Who doesn’t like a little alliteration (and Wizard of Oz homage)?  And, let’s face it, when it comes to matters of doing business at Ohio State, we’ll take anything that can make it appealing!  However, it’s a good midway point in the year to pay attention to business. Don’t worry, though, you don’t have to suit up for this conversation.


I’m sure you all remember from your orientation program that we introduced the hottest acronym ever to hit the federal law books: FERPA (the Family Educational Rights and Privacy Act (20 U.S.C. § 1232g; 34 CFR Part 99 for those of us nerdy enough to want to read it in its original codified glory).  FERPA basically instructs what, when and with whom Ohio State can share information about students and their records.  For you, that means that we can’t share anything about you other than directory information with anyone, unless you give us permission to do so.  That means that when your mom or your dad or your great aunt Betty calls to check to see if your bill has been paid, we can’t tell them unless you specifically tell us it’s okay.  Believe me when I say that your dad can get quite upset when he’s been on hold for 20 minutes only to be told that we can’t answer his questions because you didn’t complete the student information release like he’s asked you to do a million times.

For his sake – and ours – complete the release form.  You can control what information we share and with whom – and it’s relatively simple.  You can sign off on the release of academic information or account information or financial aid information – or any combination of the three.  (Three – it’s the magic number.)

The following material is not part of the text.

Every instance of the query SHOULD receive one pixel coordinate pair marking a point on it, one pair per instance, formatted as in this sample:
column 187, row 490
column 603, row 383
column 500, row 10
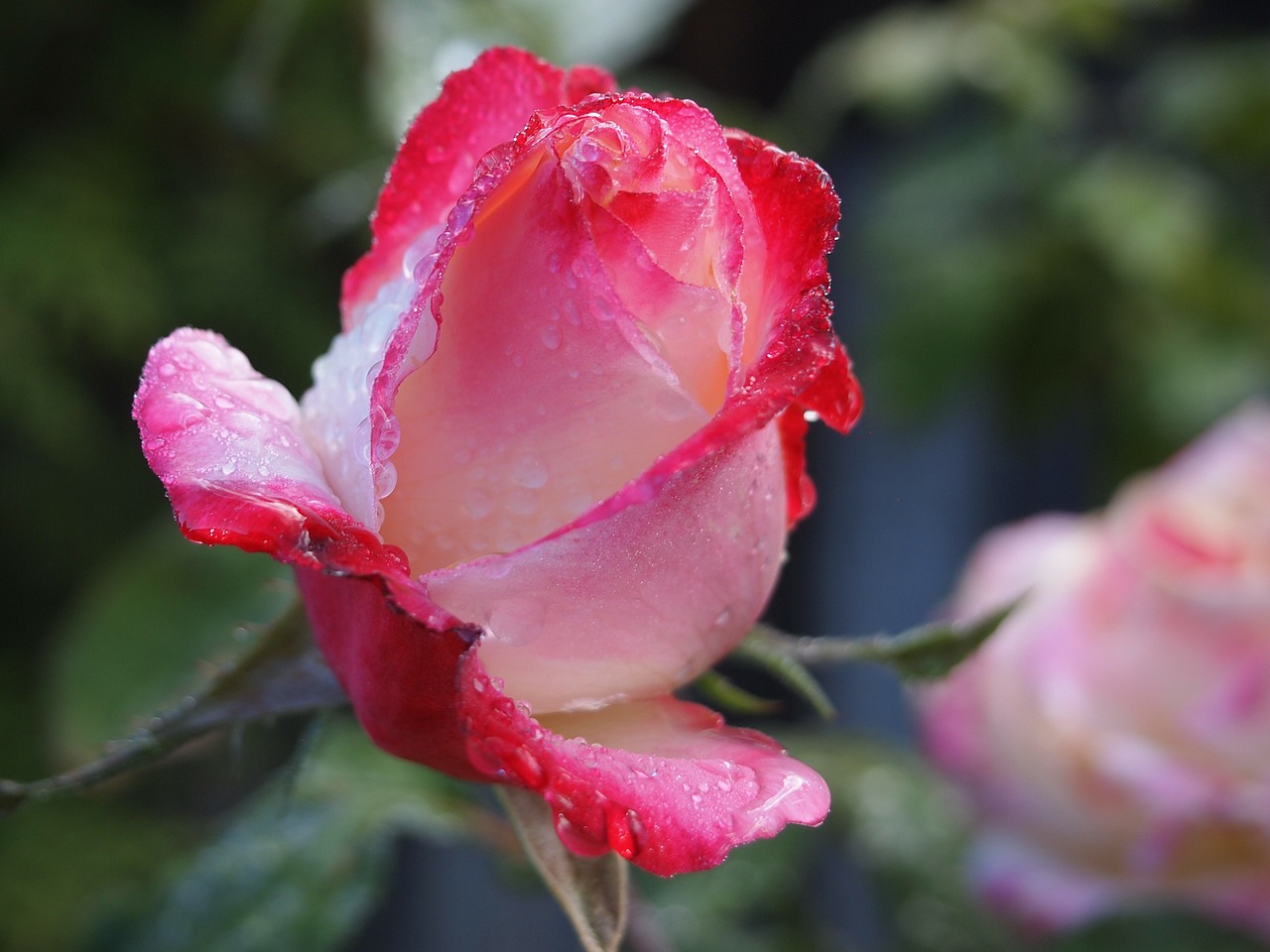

Simply follow the instructions found on the Student Service Center website.


Yet another amazing acronym – FAFSA.  The Free Application for Federal Student Aid (FAFSA) needs to be filed annually in order to determine your financial aid eligibility for a number of need-based programs for next academic year (Summer 2014-Spring 2015).  At Ohio State, we expect you to file your FAFSA by February 15 each year for priority consideration.  It’s important to apply by that date, even if you and your family will need to estimate income information because your 2013 taxes aren’t complete yet.  There’s also a PIN number involved, so don’t wait until the last minute in case you need to get that reset – it will take a few days!  And, no, it’s not that kind of pinsetter.


I know I just glossed over the word in the FAFSA section, but another aspect of tending to your finances as a college student is doing your taxes.  Even though we’re months away from the April 15 deadline, ‘tis the season.  Something that you’ve probably not had to include on your taxes in the past is your financial aid.  You should note that any amount of a scholarship, fellowship or grant that exceeds the cost of tuition, mandatory fees, books and required supplies will be considered taxable income and is subject to federal tax.

One of the best pieces of advice that I’ve ever heard when it comes to finances in college is pretty profound: Live like a student now, so you don’t have to after graduation.  The translation?  Live way within your means now – learn to live on the cheap and within a budget.  Want some ideas on how to create a budget, how to start building your credit score or even start building an investment portfolio?  Ohio State students can access resources on these topics and others by reaching out to the Student Wellness Center.  It’s okay: there are ways to live on a budget and not be entirely dependent on Ramen…

I could go on for days about other things to keep in mind when doing business with the university, but all good things – including this post – must come to an end.